My first morning in South Africa is bright and Sunny. Today is to be a relaxing one with a spa treatment and some sunning as I convince my body I should be waking up instead of going to sleep. I just came from breakfast and had the joy of reading a local paper. There was nothing about He who shall not be named in the whole paper except for a reprint from Dallas News of an opinion about the revised travel ban.
The paper was full of news about the economy, budgets cricket teams. It is a vacation. On the back of the first section was the reprint of an article by Braj Kachru from The Financial Times titled English adapts like a virus to any way of life. It is an imagery that so fits what I have seen.

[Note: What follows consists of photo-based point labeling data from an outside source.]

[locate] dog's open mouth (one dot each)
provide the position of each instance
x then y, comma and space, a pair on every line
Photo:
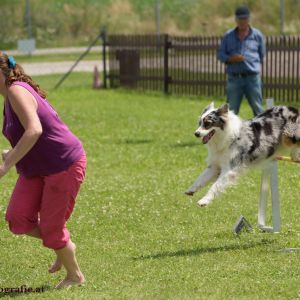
207, 137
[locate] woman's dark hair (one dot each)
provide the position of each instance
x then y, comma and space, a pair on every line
14, 72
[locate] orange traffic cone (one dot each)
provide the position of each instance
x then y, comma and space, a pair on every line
97, 84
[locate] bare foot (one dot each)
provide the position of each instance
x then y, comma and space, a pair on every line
68, 282
58, 264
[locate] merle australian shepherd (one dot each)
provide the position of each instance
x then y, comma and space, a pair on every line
234, 144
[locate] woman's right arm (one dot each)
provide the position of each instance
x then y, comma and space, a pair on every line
25, 107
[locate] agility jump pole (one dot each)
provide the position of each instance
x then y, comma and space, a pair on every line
269, 181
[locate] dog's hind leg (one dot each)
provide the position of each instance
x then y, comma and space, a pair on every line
205, 177
224, 180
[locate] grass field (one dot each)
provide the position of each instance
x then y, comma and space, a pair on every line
137, 235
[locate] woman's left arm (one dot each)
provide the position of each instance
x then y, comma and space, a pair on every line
25, 106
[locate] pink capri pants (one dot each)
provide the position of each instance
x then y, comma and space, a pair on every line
46, 202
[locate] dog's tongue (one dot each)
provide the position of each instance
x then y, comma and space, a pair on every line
207, 137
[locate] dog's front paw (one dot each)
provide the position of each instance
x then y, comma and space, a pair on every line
190, 192
203, 202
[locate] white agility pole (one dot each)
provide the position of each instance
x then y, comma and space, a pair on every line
269, 181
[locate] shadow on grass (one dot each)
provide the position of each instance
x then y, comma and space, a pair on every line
204, 250
18, 291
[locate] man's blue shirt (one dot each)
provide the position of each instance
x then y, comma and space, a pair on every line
252, 48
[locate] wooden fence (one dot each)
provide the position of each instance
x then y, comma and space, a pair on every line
189, 65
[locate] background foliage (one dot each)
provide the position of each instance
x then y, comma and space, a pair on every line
76, 22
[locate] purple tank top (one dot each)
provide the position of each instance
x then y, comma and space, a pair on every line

A quick summary is that English has spread more widely than any other language in the history (Greek, Latin, Sanscript) of language diffusion with well over 2 Billion speakers, and far more 2nd language speakers.
It seems I have watched this change since I started traveling in the mid 80's. Kachru attributes this not to the desire to communicate with we native English speakers, but to solve the Tower of Babel problem in countries with many native dialects. He also says that the English spoken in all these many countries may not be understandable since people learned it from non native speakers.
I first came to Africa in 2002, to Tanzania and Kenya. The common tongue across the tribes was Swahili. Here in South Africa as it will be in Zambia, Zimbabwe and Botswana, it will be English with a twist. As I learned at breakfast this morning, I will have to really listen to understand the words.
This virus that is English is opening up schools with readily available texts and letting the Internet google the world into the most remote corners. The driver who picked me up at the airport was proud of Johannesburg and said he hoped it would become like New York City. I told him it was spread out more like LA. He said he wanted to go to Las Angels and I told him that was Spanish for The Angels. He asked me what languages I spoke and I told him some Spanish, a little French and even less Italian.
I asked him about his English. He said he was from a small town where all the children were taught in English. Things had improved there from when he was little. Now they have running water, electricity, a computer in there home, but still an outhouse.
I wonder if they still speak Swahili in East Africa.